The Seafarer believes that those individuals who forget their God will die quickly and without help. Those who live according to God's wishes, humbly, as Jesus did, will have the help of the angels who will carry them courage and strength and belief.
Courage and strength are two of the pagan ideals of the Anglo-Saxon period...their belief that they will only live after death by the stories told of their heroism. The Christian beliefs include the afterlife in Heaven with God.
The pre-Christian Anglo-Saxons relied heavily on fate and the deeds they did which resulted in songs to secure a place in the afterlife.

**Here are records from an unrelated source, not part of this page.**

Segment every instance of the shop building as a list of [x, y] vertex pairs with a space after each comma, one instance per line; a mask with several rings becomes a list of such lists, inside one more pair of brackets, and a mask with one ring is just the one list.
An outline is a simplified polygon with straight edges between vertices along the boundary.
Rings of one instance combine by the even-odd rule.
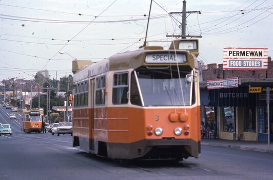
[[[210, 64], [202, 68], [202, 74], [201, 121], [206, 128], [208, 126], [213, 130], [214, 138], [267, 142], [269, 125], [270, 141], [273, 141], [273, 61], [270, 57], [267, 70], [223, 70], [223, 64]], [[208, 81], [237, 77], [237, 87], [207, 89]], [[270, 90], [269, 124], [266, 87]]]

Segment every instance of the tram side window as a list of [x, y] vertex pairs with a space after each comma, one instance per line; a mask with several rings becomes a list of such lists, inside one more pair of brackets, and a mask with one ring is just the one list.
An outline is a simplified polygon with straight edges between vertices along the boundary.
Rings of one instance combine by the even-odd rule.
[[96, 105], [104, 105], [105, 103], [105, 76], [96, 79]]
[[73, 86], [73, 88], [74, 90], [74, 106], [77, 106], [77, 86], [74, 84]]
[[114, 104], [127, 104], [128, 91], [128, 73], [114, 74], [112, 101]]
[[88, 105], [88, 81], [84, 82], [84, 105]]
[[141, 100], [140, 99], [140, 92], [139, 92], [139, 88], [138, 88], [136, 80], [133, 72], [132, 73], [131, 76], [131, 103], [132, 104], [142, 105], [141, 103]]
[[77, 84], [77, 106], [79, 107], [81, 106], [81, 84]]
[[84, 84], [82, 83], [81, 84], [81, 106], [83, 106], [84, 105], [84, 100], [85, 98], [85, 94], [84, 94]]

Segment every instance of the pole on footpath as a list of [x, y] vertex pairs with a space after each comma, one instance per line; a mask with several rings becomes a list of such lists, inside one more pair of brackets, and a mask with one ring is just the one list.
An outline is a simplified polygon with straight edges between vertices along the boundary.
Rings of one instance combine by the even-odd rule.
[[269, 102], [270, 102], [270, 89], [269, 89], [269, 87], [266, 87], [266, 103], [267, 104], [267, 136], [268, 136], [268, 148], [270, 148]]

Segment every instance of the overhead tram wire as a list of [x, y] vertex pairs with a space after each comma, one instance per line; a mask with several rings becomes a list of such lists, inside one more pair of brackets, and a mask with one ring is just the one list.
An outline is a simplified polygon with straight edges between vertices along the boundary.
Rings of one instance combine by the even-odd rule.
[[[246, 8], [248, 8], [248, 7], [249, 7], [250, 6], [251, 6], [252, 5], [253, 5], [254, 3], [255, 3], [256, 2], [258, 1], [259, 1], [259, 0], [256, 0], [256, 1], [255, 1], [254, 2], [253, 2], [252, 3], [251, 3], [250, 5], [248, 6], [247, 6], [246, 8], [245, 8], [245, 9], [246, 9]], [[266, 1], [266, 0], [265, 0], [265, 1]], [[248, 1], [248, 1], [247, 2], [248, 2]], [[245, 4], [247, 2], [245, 3], [244, 4]], [[244, 5], [244, 4], [243, 4], [243, 5]], [[240, 6], [240, 7], [241, 7], [241, 6]], [[243, 9], [243, 11], [245, 9]], [[252, 9], [252, 10], [253, 10], [254, 9]], [[228, 18], [228, 19], [226, 19], [226, 20], [224, 20], [224, 21], [222, 21], [222, 22], [220, 22], [220, 23], [218, 23], [218, 24], [217, 24], [215, 25], [211, 26], [210, 26], [210, 27], [207, 27], [207, 28], [203, 28], [203, 29], [202, 29], [203, 31], [203, 32], [208, 32], [208, 31], [211, 31], [211, 30], [215, 30], [215, 29], [217, 29], [223, 27], [224, 27], [224, 26], [226, 26], [227, 24], [230, 24], [230, 23], [228, 23], [228, 24], [224, 24], [224, 25], [222, 25], [222, 26], [220, 26], [220, 27], [217, 27], [217, 28], [213, 28], [214, 27], [217, 26], [218, 26], [218, 25], [220, 25], [220, 24], [221, 24], [224, 23], [225, 22], [228, 21], [228, 20], [229, 20], [229, 19], [231, 19], [232, 17], [235, 16], [236, 15], [238, 15], [238, 14], [240, 14], [241, 12], [241, 11], [238, 12], [238, 13], [236, 13], [236, 14], [231, 16], [230, 17], [229, 17], [229, 18]], [[251, 11], [250, 11], [249, 12], [247, 12], [247, 13], [249, 13], [249, 12], [251, 12]], [[231, 22], [234, 22], [234, 21], [237, 21], [237, 20], [240, 19], [240, 18], [241, 18], [242, 17], [242, 16], [240, 16], [240, 17], [239, 17], [238, 18], [237, 18], [237, 19], [236, 19], [235, 20], [232, 21]], [[206, 29], [211, 29], [211, 28], [213, 28], [213, 29], [210, 29], [210, 30], [207, 30], [207, 31], [204, 31], [205, 30], [206, 30]], [[199, 32], [199, 31], [191, 31], [191, 33], [196, 33], [196, 32]]]
[[[2, 16], [6, 16], [10, 17], [4, 17], [0, 16], [0, 19], [15, 20], [15, 21], [21, 21], [27, 22], [33, 22], [37, 23], [57, 23], [57, 24], [89, 24], [90, 23], [90, 21], [68, 21], [68, 20], [52, 20], [52, 19], [43, 19], [33, 17], [27, 17], [23, 16], [17, 16], [6, 14], [1, 14]], [[13, 18], [12, 18], [13, 17]], [[155, 16], [151, 17], [152, 19], [159, 19], [162, 18], [166, 18], [167, 16], [165, 14]], [[15, 19], [17, 18], [17, 19]], [[131, 21], [146, 21], [147, 17], [143, 17], [138, 19], [129, 19], [124, 20], [116, 20], [116, 21], [92, 21], [91, 23], [93, 24], [101, 24], [101, 23], [123, 23]]]
[[[272, 7], [272, 8], [273, 8], [273, 7]], [[241, 23], [241, 24], [239, 24], [239, 25], [235, 26], [233, 26], [233, 27], [230, 27], [230, 28], [228, 28], [228, 29], [224, 29], [224, 30], [220, 30], [220, 31], [219, 31], [215, 32], [213, 32], [212, 34], [222, 34], [222, 33], [227, 33], [227, 32], [223, 32], [223, 33], [221, 33], [221, 32], [224, 32], [224, 31], [227, 31], [227, 30], [229, 30], [229, 29], [234, 29], [234, 28], [236, 28], [236, 27], [239, 27], [239, 26], [241, 26], [241, 25], [243, 25], [243, 24], [245, 24], [245, 23], [248, 23], [248, 22], [250, 22], [250, 21], [252, 21], [255, 19], [257, 18], [258, 16], [259, 16], [260, 15], [262, 15], [262, 14], [263, 14], [264, 13], [265, 13], [265, 12], [267, 12], [267, 11], [265, 11], [263, 12], [262, 13], [260, 13], [260, 14], [259, 14], [259, 15], [256, 15], [256, 16], [255, 17], [254, 17], [254, 18], [252, 18], [252, 19], [250, 19], [250, 20], [248, 20], [248, 21], [246, 21], [246, 22], [244, 22], [244, 23]], [[271, 14], [272, 14], [272, 13], [271, 13]], [[264, 18], [262, 18], [262, 19], [260, 19], [260, 20], [259, 20], [258, 22], [260, 22], [261, 20], [263, 20], [263, 19], [265, 19], [265, 18], [266, 18], [266, 17], [269, 16], [270, 16], [270, 15], [271, 15], [271, 14], [269, 14], [268, 15], [266, 16], [266, 17], [264, 17]], [[246, 28], [246, 27], [249, 27], [249, 26], [251, 26], [251, 25], [252, 25], [252, 24], [251, 24], [251, 25], [250, 25], [246, 26], [246, 27], [245, 27], [242, 28], [237, 29], [236, 29], [236, 31], [237, 31], [237, 30], [239, 30], [239, 29], [243, 29], [243, 28]], [[233, 32], [233, 31], [234, 31], [234, 30], [232, 30], [232, 31], [228, 31], [228, 32]], [[210, 34], [209, 33], [205, 33], [205, 34]]]
[[[87, 24], [86, 26], [85, 26], [81, 30], [80, 30], [77, 34], [76, 34], [76, 35], [75, 35], [73, 38], [72, 38], [71, 39], [71, 40], [73, 40], [74, 38], [75, 38], [77, 35], [78, 35], [80, 33], [81, 33], [84, 30], [85, 30], [88, 26], [89, 26], [91, 23], [93, 22], [97, 17], [99, 17], [100, 15], [101, 15], [103, 13], [104, 13], [106, 10], [107, 10], [110, 7], [111, 7], [114, 3], [115, 3], [115, 2], [117, 0], [114, 0], [109, 6], [108, 6], [106, 9], [105, 9], [100, 14], [99, 14], [98, 16], [95, 16], [95, 18], [94, 18], [94, 19], [90, 22], [88, 24]], [[54, 58], [54, 57], [55, 57], [55, 56], [56, 56], [56, 55], [57, 55], [60, 51], [61, 51], [62, 50], [63, 50], [63, 49], [66, 46], [66, 45], [67, 45], [67, 44], [68, 44], [68, 43], [69, 42], [69, 41], [68, 41], [66, 43], [66, 44], [64, 45], [59, 50], [58, 50], [57, 51], [57, 52], [56, 52], [55, 53], [55, 55], [51, 58], [50, 58], [47, 62], [47, 63], [45, 65], [45, 66], [44, 66], [44, 67], [43, 67], [43, 68], [42, 69], [42, 70], [44, 69], [44, 68], [46, 66], [46, 65], [48, 64], [48, 63], [49, 62], [49, 61], [50, 61], [50, 59], [52, 59], [53, 58]]]
[[262, 19], [261, 19], [258, 20], [257, 21], [256, 21], [256, 22], [254, 22], [254, 23], [252, 23], [252, 24], [250, 24], [250, 25], [247, 25], [247, 26], [246, 26], [246, 27], [242, 27], [242, 28], [237, 29], [236, 29], [236, 30], [234, 30], [230, 31], [228, 31], [228, 32], [223, 32], [223, 33], [211, 33], [211, 34], [209, 34], [209, 33], [204, 33], [204, 34], [225, 34], [225, 33], [229, 33], [229, 32], [234, 32], [234, 31], [238, 31], [238, 30], [241, 30], [241, 29], [243, 29], [246, 28], [248, 27], [249, 27], [249, 26], [252, 26], [252, 25], [254, 25], [254, 24], [256, 24], [256, 23], [259, 23], [259, 22], [260, 22], [261, 21], [261, 20], [263, 20], [264, 19], [265, 19], [265, 18], [266, 18], [266, 17], [269, 16], [271, 15], [272, 14], [273, 14], [273, 13], [270, 12], [270, 14], [268, 14], [268, 15], [267, 15], [266, 16], [264, 17], [263, 17], [263, 18], [262, 18]]
[[[3, 4], [0, 4], [0, 5], [2, 6], [10, 6], [10, 7], [17, 7], [20, 8], [25, 8], [25, 9], [33, 9], [35, 10], [39, 10], [39, 11], [48, 11], [48, 12], [56, 12], [56, 13], [64, 13], [64, 14], [72, 14], [72, 15], [81, 15], [81, 16], [92, 16], [95, 17], [95, 15], [90, 15], [90, 14], [83, 14], [83, 13], [73, 13], [73, 12], [64, 12], [64, 11], [53, 11], [51, 10], [47, 10], [47, 9], [38, 9], [38, 8], [29, 8], [29, 7], [26, 7], [24, 6], [15, 6], [15, 5], [5, 5]], [[161, 15], [161, 14], [159, 15]], [[131, 15], [101, 15], [101, 17], [131, 17], [132, 16], [142, 16], [143, 15], [140, 15], [140, 14], [131, 14]]]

Think of Beowulf and all his heroic deeds (the sea monsters, Grendel, Grendel's mother, and the Dragon).
In lines 108-110 the author says,
"Death leaps at the fools who forget their God
He who lives humbly has angels from Heaven
To carry him courage and strength and belief".
The author believes in a God that, though loving, is also wrathful "for a soul overflowing with sin" (Line 103), and says that "we all fear God" (Line 105). He conludes that "fools who forget their God" (Line 108) will be punished and will face his anger in death. On the other hand, to someone who lives humbly, a benevolent God will send the gifts of "courage and strength and belief" (Line 110) to him on his journey through life.